Uzbeks see little chance for change in looming election
In the streets of Tashkent, there is little doubt as to who will win Sunday's presidential election in Uzbekistan.
The residents who spoke to AFP all said they would cast their ballots for the incumbent, Shavkat Mirziyoyev.
"There is nothing new to expect from this vote," said Rustam Usmonov, a programmer riding the Uzbek capital's metro.
"Mirziyoyev is the only one who is active and the other candidates do not dare criticise him," Usmonov said.
Uzbekistan, a forer Soviet republic, is Central Asia's most populous country, rich in natural gas and with a strategic location bordering Afghanistan.
Mirziyoyev, who was first elected in 2016, has tightened his grip on power while also aiming to open up his country to foreign investment and tourism.
Polls open at 0300 GMT and close at 1500 GMT. Some 20 million Uzbeks are eligible to vote.
The election comes after constitutional changes that allow Mirziyoyev, who was already re-elected in 2021, to serve two more terms.
The reforms, approved in a tightly controlled referendum earlier this year, enable the 65-year-old, who sees himself as a reformer creating a "New Uzbekistan", to remain in power until 2037.
- Water and internet for all -
In Tashkent, which is Central Asia's biggest city, portraits of the four candidates in the election and their programmes are evenly visible.
But residents said they were sure that Mirziyoyev would win.
Matkurban Yadgarov, a retired farmer, said he would "obviously" vote for him.
"The situation is much better under him than the former president.
"He has put an end to forced labour in the cotton fields," said Yadgarov, referring to a reform frequently touted as showing Mirziyoyev's more open approach.
Mirziyoyev, who served as prime minister under then president Islam Karimov, has also allowed the release of political prisoners jailed during his predecessor's quarter century in power.
Despite this and other socio-economic reforms, Uzbekistan remains a tightly controlled state.
NGOs say human rights are better than under Karimov but there is still lots to improve, and the authorities have shown no sign of allowing a real political opposition to emerge.
The three hopefuls standing against Mirziyoyev on Sunday are largely unknown candidates and only five political parties are officially registered in the country.
In July 2022, protests erupted over a plan to remove the right to self-determination from the region of Karakalpakstan. The unrest, and subsequent crackdown, in the poor northwestern territory left at least 21 dead.
Mirziyoyev's re-election campaign has focussed on the economy and education.
He has said he aims to double the country's gross domestic product to $160 billion in the near future.
He has promised more support for the families of hundreds of thousands of Uzbeks who go to work abroad and whose remittances made up 11.6 percent of GDP in 2021, according to the World Bank.
And, in a country with a largely youthful population, Mirziyoyev has made education improvements a highlight of his campaign.
Lola Umirova, a 28-year-old teacher, told AFP she expected the president would "improve the education system".
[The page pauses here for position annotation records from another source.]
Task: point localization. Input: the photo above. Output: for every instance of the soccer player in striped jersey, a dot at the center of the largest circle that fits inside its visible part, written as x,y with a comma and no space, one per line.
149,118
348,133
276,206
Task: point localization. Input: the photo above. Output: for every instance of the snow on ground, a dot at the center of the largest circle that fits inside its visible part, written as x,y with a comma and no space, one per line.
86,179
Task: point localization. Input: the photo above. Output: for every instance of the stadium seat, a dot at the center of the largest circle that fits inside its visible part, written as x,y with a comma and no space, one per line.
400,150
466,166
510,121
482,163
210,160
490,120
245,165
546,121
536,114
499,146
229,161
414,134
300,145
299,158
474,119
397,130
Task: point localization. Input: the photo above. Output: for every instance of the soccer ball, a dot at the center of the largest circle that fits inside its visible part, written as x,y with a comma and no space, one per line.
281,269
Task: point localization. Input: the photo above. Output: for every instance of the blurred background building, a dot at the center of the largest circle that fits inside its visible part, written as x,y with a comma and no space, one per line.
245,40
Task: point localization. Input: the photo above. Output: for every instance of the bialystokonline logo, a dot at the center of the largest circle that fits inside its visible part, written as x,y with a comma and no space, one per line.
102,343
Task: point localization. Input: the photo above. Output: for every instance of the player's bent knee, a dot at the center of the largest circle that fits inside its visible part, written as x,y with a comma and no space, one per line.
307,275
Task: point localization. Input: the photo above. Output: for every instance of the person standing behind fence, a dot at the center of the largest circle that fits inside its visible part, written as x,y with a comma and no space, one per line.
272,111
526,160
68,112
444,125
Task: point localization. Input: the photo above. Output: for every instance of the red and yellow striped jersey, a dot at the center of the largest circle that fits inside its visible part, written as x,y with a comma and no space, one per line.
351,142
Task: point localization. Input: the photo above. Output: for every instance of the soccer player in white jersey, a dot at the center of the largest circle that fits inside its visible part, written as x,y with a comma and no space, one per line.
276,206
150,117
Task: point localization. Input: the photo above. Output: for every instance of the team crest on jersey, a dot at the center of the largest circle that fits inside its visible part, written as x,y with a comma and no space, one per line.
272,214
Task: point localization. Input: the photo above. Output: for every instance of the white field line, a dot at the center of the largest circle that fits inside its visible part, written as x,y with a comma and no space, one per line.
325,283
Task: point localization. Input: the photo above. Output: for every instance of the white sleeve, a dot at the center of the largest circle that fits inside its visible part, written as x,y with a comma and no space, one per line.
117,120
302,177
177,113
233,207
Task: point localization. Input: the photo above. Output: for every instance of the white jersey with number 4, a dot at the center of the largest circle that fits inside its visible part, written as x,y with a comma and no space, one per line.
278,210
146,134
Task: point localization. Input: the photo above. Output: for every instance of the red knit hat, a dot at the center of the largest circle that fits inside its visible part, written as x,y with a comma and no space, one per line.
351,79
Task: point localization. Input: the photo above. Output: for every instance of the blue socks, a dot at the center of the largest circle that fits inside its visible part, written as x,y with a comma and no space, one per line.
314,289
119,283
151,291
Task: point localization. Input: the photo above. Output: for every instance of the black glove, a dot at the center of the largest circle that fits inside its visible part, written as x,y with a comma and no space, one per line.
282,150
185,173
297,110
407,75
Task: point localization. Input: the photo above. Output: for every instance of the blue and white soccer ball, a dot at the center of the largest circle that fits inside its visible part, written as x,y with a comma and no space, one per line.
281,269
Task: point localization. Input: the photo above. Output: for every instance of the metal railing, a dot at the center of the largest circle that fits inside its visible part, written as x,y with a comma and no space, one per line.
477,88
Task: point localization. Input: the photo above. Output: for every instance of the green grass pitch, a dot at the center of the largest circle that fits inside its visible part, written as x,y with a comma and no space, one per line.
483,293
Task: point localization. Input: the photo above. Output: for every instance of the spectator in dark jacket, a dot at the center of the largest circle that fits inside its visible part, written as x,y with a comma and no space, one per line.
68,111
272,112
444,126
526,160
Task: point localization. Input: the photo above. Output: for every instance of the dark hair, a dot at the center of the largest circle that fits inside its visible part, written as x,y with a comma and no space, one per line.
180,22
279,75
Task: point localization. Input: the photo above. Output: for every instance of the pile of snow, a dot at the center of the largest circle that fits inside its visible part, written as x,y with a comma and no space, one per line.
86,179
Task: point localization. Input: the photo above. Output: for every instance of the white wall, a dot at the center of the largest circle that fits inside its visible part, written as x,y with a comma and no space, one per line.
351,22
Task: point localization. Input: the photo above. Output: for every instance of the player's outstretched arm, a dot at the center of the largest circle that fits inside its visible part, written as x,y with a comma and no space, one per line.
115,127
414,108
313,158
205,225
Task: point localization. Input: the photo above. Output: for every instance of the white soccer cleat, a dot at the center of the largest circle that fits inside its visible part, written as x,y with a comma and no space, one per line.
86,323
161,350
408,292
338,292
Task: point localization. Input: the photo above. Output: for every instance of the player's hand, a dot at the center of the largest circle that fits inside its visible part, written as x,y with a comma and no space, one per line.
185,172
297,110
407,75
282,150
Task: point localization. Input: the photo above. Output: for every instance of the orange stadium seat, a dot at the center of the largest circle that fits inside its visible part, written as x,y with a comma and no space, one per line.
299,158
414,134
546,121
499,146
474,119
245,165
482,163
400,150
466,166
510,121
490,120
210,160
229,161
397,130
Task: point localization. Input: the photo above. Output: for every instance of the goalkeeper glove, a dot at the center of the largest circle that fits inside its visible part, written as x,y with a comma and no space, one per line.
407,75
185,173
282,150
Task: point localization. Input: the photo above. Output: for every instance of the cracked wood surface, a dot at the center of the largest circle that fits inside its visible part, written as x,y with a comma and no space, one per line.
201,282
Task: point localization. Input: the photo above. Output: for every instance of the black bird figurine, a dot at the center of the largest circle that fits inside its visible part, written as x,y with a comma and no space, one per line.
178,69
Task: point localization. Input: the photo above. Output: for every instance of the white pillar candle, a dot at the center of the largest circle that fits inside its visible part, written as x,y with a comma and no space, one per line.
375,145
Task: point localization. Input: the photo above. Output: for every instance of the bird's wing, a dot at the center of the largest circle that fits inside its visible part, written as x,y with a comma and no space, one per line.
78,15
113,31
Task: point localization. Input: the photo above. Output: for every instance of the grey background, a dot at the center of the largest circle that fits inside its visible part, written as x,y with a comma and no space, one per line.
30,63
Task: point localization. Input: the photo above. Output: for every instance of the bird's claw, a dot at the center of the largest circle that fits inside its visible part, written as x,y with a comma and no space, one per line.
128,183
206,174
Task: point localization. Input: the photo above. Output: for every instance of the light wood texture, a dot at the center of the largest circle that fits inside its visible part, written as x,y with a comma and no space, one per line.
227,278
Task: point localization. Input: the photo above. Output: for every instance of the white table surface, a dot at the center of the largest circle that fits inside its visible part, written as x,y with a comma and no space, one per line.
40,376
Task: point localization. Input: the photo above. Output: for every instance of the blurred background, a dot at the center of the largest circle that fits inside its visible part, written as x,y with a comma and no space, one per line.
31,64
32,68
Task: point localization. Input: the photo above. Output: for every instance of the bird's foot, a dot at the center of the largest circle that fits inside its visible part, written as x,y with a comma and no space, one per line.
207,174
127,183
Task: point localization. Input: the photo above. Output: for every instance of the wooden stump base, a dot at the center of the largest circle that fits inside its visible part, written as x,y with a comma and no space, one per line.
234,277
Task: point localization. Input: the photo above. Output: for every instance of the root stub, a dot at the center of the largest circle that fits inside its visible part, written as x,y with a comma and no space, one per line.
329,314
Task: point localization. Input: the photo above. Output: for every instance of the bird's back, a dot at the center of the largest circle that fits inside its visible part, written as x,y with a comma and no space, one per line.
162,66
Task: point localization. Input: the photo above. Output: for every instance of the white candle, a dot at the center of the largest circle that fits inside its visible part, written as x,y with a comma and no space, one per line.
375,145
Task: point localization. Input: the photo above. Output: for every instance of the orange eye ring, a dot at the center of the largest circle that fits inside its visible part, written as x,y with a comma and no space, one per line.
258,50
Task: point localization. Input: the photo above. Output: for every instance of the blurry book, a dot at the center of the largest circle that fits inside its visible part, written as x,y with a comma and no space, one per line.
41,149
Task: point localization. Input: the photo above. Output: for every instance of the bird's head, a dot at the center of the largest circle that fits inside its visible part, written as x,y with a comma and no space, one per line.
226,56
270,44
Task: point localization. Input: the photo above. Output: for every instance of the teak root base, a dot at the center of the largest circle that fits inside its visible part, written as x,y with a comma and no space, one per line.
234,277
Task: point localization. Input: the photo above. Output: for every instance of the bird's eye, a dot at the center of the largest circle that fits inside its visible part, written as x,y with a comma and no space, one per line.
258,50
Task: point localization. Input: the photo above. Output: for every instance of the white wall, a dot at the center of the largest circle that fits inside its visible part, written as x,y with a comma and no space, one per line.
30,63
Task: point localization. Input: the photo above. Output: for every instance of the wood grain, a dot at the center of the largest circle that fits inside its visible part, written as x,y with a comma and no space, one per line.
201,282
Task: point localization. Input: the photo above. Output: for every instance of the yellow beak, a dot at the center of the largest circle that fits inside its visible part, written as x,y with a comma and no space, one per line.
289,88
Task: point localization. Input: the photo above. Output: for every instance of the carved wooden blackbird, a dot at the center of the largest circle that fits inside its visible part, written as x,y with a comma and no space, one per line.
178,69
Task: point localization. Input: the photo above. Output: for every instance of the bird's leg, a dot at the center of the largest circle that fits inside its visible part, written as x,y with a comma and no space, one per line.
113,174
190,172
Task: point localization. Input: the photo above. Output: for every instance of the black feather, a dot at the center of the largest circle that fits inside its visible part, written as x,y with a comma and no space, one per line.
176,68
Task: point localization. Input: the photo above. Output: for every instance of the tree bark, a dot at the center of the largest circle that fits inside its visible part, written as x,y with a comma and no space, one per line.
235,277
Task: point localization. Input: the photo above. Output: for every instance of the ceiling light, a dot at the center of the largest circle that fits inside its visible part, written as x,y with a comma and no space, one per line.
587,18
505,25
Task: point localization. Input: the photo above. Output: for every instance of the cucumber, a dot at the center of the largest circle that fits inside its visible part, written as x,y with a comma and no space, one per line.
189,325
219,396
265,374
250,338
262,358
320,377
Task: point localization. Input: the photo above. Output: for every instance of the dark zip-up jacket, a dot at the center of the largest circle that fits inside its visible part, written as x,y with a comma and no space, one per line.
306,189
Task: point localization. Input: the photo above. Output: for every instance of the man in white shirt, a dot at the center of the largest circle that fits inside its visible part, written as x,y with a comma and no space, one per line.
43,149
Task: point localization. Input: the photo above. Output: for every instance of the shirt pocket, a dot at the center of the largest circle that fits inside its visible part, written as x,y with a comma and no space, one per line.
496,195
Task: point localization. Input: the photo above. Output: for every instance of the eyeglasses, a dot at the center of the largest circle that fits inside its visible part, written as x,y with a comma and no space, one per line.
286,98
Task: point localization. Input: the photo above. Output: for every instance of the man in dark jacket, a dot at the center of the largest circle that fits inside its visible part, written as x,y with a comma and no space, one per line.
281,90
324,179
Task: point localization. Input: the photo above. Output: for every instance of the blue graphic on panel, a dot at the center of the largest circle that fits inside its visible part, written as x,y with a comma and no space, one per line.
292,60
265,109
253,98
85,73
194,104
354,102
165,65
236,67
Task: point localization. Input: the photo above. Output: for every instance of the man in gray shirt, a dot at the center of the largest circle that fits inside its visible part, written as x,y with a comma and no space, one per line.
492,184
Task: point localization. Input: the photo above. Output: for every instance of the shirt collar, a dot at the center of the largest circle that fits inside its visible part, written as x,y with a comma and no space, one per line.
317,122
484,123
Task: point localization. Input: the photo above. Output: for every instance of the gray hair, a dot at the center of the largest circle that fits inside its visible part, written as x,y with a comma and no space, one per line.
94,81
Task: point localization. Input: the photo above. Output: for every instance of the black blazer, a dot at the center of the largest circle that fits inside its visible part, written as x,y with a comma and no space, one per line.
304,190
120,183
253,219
An agricultural engineer by training, Mirziyoyev has promised Internet access and drinking water for all Uzbeks -- half of whom live in rural areas.
The country, largely made up of desert, is on the front lines of climate change.
- 'Obvious victory' -
Mirziyoyev has vowed to continue a policy of opening up the country, to end the isolation in which it found itself under Karimov.
But efforts to free up the political system are timid and it is difficult for political alternatives to emerge.
The Organization for Security and Co-operation in Europe (OSCE) said the election campaign has been "low-key, mirroring lack of opposition to the incumbent".
His re-election in 2021 was similarly condemned by international observers as a ballot lacking genuine competition.
"The victory of the incumbent president is obvious," Uzbek political expert Farkhod Talipov told AFP of Sunday's poll.
"All the other candidates are completely unknown and unpopular. Their candidacies are just an artificial way of showing a political struggle that does not exist."